Illus. 364.—Looking-glass,
1690.
Looking-glasses of large size were made in two sections, the lower piece with the edge bevelled and lapped over the plain upper piece. This was to avoid the tax upon glass beyond a certain size.
The fashion for japanning or lacquering which obtained vogue at the close of the seventeenth century was followed in looking-glass frames. A London newspaper of 1689 thus advertised: “Several sorts of Screwtores, Tables, Stands and Looking-glasses of Japan and other work.”

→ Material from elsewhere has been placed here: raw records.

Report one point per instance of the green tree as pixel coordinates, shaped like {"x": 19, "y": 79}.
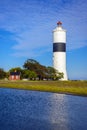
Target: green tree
{"x": 29, "y": 74}
{"x": 54, "y": 74}
{"x": 2, "y": 73}
{"x": 35, "y": 66}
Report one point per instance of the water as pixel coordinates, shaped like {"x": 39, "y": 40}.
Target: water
{"x": 30, "y": 110}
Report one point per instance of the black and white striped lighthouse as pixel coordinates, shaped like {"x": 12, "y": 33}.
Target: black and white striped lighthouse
{"x": 59, "y": 49}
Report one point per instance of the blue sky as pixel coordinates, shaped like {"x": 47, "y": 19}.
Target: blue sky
{"x": 26, "y": 32}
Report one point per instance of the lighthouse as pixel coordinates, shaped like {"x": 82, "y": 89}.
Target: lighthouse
{"x": 59, "y": 50}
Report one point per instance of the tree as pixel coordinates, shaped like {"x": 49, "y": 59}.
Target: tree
{"x": 2, "y": 73}
{"x": 35, "y": 66}
{"x": 54, "y": 74}
{"x": 29, "y": 74}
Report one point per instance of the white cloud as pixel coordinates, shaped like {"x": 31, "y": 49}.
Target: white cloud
{"x": 33, "y": 22}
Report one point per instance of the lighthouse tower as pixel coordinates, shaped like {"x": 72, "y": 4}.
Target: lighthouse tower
{"x": 59, "y": 50}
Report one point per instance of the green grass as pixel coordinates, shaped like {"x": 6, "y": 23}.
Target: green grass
{"x": 67, "y": 87}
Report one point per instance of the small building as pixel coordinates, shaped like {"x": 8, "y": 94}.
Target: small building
{"x": 14, "y": 76}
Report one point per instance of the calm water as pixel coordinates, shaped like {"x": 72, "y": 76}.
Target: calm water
{"x": 29, "y": 110}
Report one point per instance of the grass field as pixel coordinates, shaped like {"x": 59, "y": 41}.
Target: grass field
{"x": 67, "y": 87}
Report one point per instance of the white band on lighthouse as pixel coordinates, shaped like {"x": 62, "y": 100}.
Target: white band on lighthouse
{"x": 59, "y": 50}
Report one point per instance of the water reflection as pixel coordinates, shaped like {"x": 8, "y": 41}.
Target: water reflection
{"x": 29, "y": 110}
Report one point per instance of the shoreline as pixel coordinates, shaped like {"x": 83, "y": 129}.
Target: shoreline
{"x": 76, "y": 88}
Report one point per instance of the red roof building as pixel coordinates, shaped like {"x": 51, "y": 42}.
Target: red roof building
{"x": 14, "y": 76}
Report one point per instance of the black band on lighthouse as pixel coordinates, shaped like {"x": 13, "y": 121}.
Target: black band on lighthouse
{"x": 59, "y": 47}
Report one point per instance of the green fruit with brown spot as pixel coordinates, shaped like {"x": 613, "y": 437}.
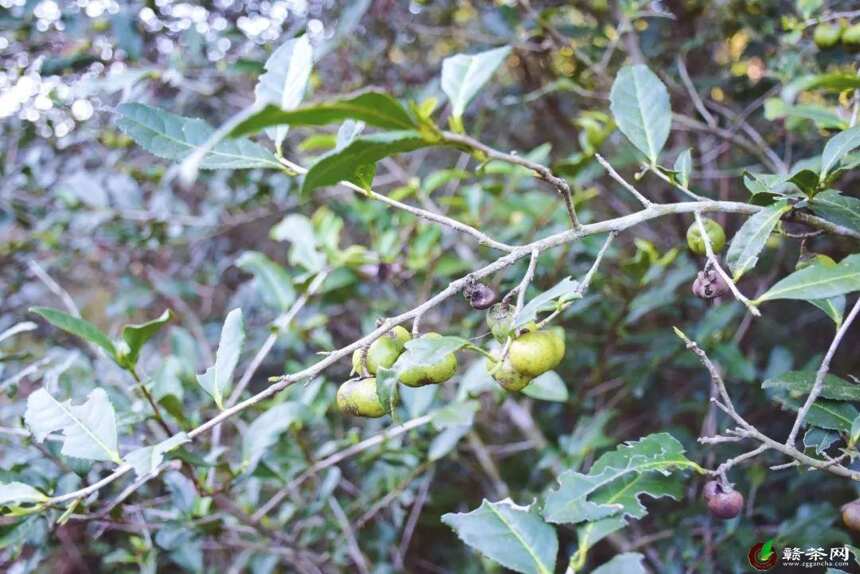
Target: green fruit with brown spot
{"x": 715, "y": 232}
{"x": 560, "y": 346}
{"x": 439, "y": 372}
{"x": 507, "y": 376}
{"x": 851, "y": 36}
{"x": 383, "y": 352}
{"x": 815, "y": 259}
{"x": 358, "y": 397}
{"x": 535, "y": 353}
{"x": 500, "y": 320}
{"x": 826, "y": 35}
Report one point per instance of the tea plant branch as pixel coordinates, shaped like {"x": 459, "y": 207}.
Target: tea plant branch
{"x": 541, "y": 171}
{"x": 822, "y": 373}
{"x": 614, "y": 175}
{"x": 747, "y": 430}
{"x": 674, "y": 183}
{"x": 417, "y": 211}
{"x": 279, "y": 383}
{"x": 709, "y": 250}
{"x": 352, "y": 545}
{"x": 583, "y": 285}
{"x": 335, "y": 458}
{"x": 279, "y": 325}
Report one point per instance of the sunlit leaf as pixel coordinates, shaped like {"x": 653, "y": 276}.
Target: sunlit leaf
{"x": 617, "y": 479}
{"x": 89, "y": 429}
{"x": 264, "y": 431}
{"x": 818, "y": 281}
{"x": 78, "y": 327}
{"x": 272, "y": 280}
{"x": 372, "y": 107}
{"x": 514, "y": 536}
{"x": 287, "y": 72}
{"x": 752, "y": 237}
{"x": 463, "y": 75}
{"x": 136, "y": 336}
{"x": 640, "y": 105}
{"x": 146, "y": 459}
{"x": 175, "y": 138}
{"x": 356, "y": 162}
{"x": 218, "y": 379}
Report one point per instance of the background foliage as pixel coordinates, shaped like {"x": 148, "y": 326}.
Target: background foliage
{"x": 97, "y": 226}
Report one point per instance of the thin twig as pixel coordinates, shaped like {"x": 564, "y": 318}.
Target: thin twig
{"x": 709, "y": 250}
{"x": 351, "y": 543}
{"x": 617, "y": 177}
{"x": 543, "y": 172}
{"x": 822, "y": 373}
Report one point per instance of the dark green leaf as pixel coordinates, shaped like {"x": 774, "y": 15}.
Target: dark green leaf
{"x": 818, "y": 281}
{"x": 356, "y": 162}
{"x": 640, "y": 105}
{"x": 838, "y": 208}
{"x": 175, "y": 138}
{"x": 798, "y": 384}
{"x": 752, "y": 237}
{"x": 838, "y": 147}
{"x": 136, "y": 336}
{"x": 372, "y": 107}
{"x": 78, "y": 327}
{"x": 514, "y": 536}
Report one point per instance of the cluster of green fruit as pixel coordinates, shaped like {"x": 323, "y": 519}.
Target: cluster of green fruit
{"x": 828, "y": 35}
{"x": 531, "y": 353}
{"x": 359, "y": 396}
{"x": 715, "y": 232}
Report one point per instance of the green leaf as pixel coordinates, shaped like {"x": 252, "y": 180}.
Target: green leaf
{"x": 838, "y": 147}
{"x": 17, "y": 493}
{"x": 264, "y": 432}
{"x": 855, "y": 430}
{"x": 564, "y": 290}
{"x": 615, "y": 482}
{"x": 283, "y": 85}
{"x": 833, "y": 307}
{"x": 818, "y": 281}
{"x": 175, "y": 137}
{"x": 514, "y": 536}
{"x": 298, "y": 230}
{"x": 136, "y": 336}
{"x": 218, "y": 379}
{"x": 683, "y": 167}
{"x": 356, "y": 162}
{"x": 834, "y": 81}
{"x": 798, "y": 384}
{"x": 78, "y": 327}
{"x": 819, "y": 439}
{"x": 371, "y": 107}
{"x": 841, "y": 209}
{"x": 640, "y": 105}
{"x": 833, "y": 415}
{"x": 806, "y": 180}
{"x": 547, "y": 387}
{"x": 89, "y": 429}
{"x": 464, "y": 74}
{"x": 456, "y": 414}
{"x": 272, "y": 280}
{"x": 146, "y": 459}
{"x": 627, "y": 563}
{"x": 426, "y": 351}
{"x": 752, "y": 237}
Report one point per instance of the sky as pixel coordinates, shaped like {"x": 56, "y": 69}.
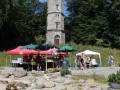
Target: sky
{"x": 65, "y": 8}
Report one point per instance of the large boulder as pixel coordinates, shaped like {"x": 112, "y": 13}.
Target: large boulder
{"x": 5, "y": 73}
{"x": 20, "y": 73}
{"x": 49, "y": 84}
{"x": 91, "y": 83}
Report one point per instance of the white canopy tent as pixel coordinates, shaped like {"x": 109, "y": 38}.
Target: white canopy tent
{"x": 88, "y": 52}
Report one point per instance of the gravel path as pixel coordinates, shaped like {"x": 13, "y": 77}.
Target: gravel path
{"x": 105, "y": 71}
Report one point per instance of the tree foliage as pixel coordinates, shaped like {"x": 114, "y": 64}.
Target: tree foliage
{"x": 94, "y": 22}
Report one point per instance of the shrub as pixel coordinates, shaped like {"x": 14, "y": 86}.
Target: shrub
{"x": 65, "y": 72}
{"x": 114, "y": 78}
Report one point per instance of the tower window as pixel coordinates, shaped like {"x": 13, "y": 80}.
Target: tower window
{"x": 57, "y": 24}
{"x": 57, "y": 6}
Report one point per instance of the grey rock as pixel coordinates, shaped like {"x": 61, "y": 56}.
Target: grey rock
{"x": 20, "y": 73}
{"x": 40, "y": 86}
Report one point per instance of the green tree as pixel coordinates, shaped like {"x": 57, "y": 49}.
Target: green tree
{"x": 87, "y": 21}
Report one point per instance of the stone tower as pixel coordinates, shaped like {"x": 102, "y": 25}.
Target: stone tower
{"x": 55, "y": 22}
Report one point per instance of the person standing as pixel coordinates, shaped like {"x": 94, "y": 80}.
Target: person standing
{"x": 38, "y": 61}
{"x": 110, "y": 60}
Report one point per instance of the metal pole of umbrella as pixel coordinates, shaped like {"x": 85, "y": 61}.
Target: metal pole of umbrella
{"x": 6, "y": 60}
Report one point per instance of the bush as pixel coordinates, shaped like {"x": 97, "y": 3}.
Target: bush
{"x": 114, "y": 78}
{"x": 65, "y": 72}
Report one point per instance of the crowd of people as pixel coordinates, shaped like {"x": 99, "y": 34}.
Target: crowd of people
{"x": 84, "y": 62}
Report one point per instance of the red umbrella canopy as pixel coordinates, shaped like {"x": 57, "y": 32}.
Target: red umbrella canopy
{"x": 49, "y": 52}
{"x": 28, "y": 51}
{"x": 14, "y": 51}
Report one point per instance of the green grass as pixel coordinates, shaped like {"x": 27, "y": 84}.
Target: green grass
{"x": 104, "y": 54}
{"x": 103, "y": 51}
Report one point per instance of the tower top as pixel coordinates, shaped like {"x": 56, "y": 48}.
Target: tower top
{"x": 55, "y": 22}
{"x": 56, "y": 6}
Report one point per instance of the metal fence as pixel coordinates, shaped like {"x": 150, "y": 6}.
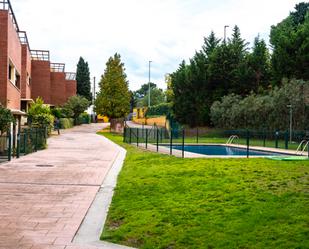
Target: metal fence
{"x": 25, "y": 142}
{"x": 163, "y": 140}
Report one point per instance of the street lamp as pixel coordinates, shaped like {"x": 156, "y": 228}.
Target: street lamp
{"x": 226, "y": 26}
{"x": 291, "y": 120}
{"x": 149, "y": 85}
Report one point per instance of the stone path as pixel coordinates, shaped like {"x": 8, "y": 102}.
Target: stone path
{"x": 45, "y": 196}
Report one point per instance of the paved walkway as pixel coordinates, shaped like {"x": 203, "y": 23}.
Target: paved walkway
{"x": 45, "y": 196}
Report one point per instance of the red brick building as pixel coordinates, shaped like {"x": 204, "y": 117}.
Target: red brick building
{"x": 26, "y": 74}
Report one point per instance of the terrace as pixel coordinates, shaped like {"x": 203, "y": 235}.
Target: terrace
{"x": 6, "y": 5}
{"x": 40, "y": 55}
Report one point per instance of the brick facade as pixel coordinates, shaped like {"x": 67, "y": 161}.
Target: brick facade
{"x": 58, "y": 88}
{"x": 26, "y": 73}
{"x": 32, "y": 75}
{"x": 71, "y": 88}
{"x": 41, "y": 80}
{"x": 10, "y": 50}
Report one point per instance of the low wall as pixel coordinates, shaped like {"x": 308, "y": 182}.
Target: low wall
{"x": 159, "y": 121}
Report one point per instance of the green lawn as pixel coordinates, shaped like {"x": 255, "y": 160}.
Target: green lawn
{"x": 167, "y": 202}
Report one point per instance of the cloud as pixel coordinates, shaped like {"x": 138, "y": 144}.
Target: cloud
{"x": 164, "y": 31}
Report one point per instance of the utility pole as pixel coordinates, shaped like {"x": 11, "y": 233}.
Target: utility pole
{"x": 149, "y": 90}
{"x": 93, "y": 100}
{"x": 226, "y": 26}
{"x": 291, "y": 120}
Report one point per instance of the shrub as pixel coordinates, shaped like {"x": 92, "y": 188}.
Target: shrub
{"x": 162, "y": 109}
{"x": 66, "y": 123}
{"x": 39, "y": 115}
{"x": 84, "y": 118}
{"x": 6, "y": 118}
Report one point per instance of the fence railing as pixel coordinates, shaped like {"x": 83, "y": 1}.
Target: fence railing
{"x": 161, "y": 139}
{"x": 25, "y": 142}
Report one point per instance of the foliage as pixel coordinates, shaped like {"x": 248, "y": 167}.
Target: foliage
{"x": 6, "y": 118}
{"x": 39, "y": 115}
{"x": 168, "y": 202}
{"x": 83, "y": 79}
{"x": 141, "y": 96}
{"x": 157, "y": 97}
{"x": 162, "y": 109}
{"x": 76, "y": 105}
{"x": 66, "y": 123}
{"x": 289, "y": 40}
{"x": 264, "y": 111}
{"x": 83, "y": 118}
{"x": 57, "y": 112}
{"x": 113, "y": 100}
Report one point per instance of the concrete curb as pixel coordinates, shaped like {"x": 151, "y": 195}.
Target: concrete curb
{"x": 92, "y": 225}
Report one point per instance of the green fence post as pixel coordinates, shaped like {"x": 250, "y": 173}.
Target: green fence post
{"x": 124, "y": 134}
{"x": 171, "y": 142}
{"x": 286, "y": 138}
{"x": 183, "y": 143}
{"x": 197, "y": 135}
{"x": 146, "y": 138}
{"x": 10, "y": 145}
{"x": 36, "y": 139}
{"x": 248, "y": 143}
{"x": 157, "y": 139}
{"x": 18, "y": 145}
{"x": 276, "y": 136}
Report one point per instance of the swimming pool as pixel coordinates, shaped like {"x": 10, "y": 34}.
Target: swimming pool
{"x": 224, "y": 150}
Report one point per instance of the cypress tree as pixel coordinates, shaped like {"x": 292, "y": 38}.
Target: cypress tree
{"x": 83, "y": 79}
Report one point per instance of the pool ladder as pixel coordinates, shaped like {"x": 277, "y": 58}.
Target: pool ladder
{"x": 301, "y": 150}
{"x": 231, "y": 139}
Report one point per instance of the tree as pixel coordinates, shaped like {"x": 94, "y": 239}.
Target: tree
{"x": 83, "y": 79}
{"x": 289, "y": 40}
{"x": 157, "y": 97}
{"x": 39, "y": 115}
{"x": 113, "y": 100}
{"x": 76, "y": 105}
{"x": 6, "y": 118}
{"x": 259, "y": 63}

Illustration [363] shows a looking-glass in a japanned frame, owned by Dwight M. Prouty, Esq., of Boston. The wood of the frame is walnut, and it is covered with lacquer in gold and colors. The shape of the frame around the glass is followed by the bevel, and the lower piece of glass laps over the upper.
Illustration [364] shows the top section of a looking-glass with a lacquered frame. In this case the frame was made in sections, the lower section being lost. The curves in the frame are followed in the glass by the old shallow bevelling over an inch in width, and a star is cut in the middle of the glass. The frame is elaborately japanned with gold and bright colors, and is twenty-six inches in height, showing that the looking-glass, when whole, was of generous size. The design of the sawed edge is of a very early style. The glass is owned by the American Antiquarian Society, of Worcester.
The looking-glass at the head of this chapter is owned by E. R. Lemon, Esq., of the Wayside Inn. It is of walnut veneer, and the old bevelled glass is in two sections, the upper one cut in a design, and with the lower edge lapped over the other piece of glass. Another glass of the same period, the first quarter of the eighteenth century, owned by Mr. Lemon, heads Chapter XI. This frame has a top ornament of a piece of walnut sawed in curves which suggest those upon later frames.
Such a looking-glass as this was probably what Judge Sewall meant when he sent for “A True Looking Glass of Black Walnut Frame of the Newest Fashion (if the Fashion be good) as good as can be bought for five or six pounds.” This was for wedding furniture for the judge’s daughter Judith, married in 1720.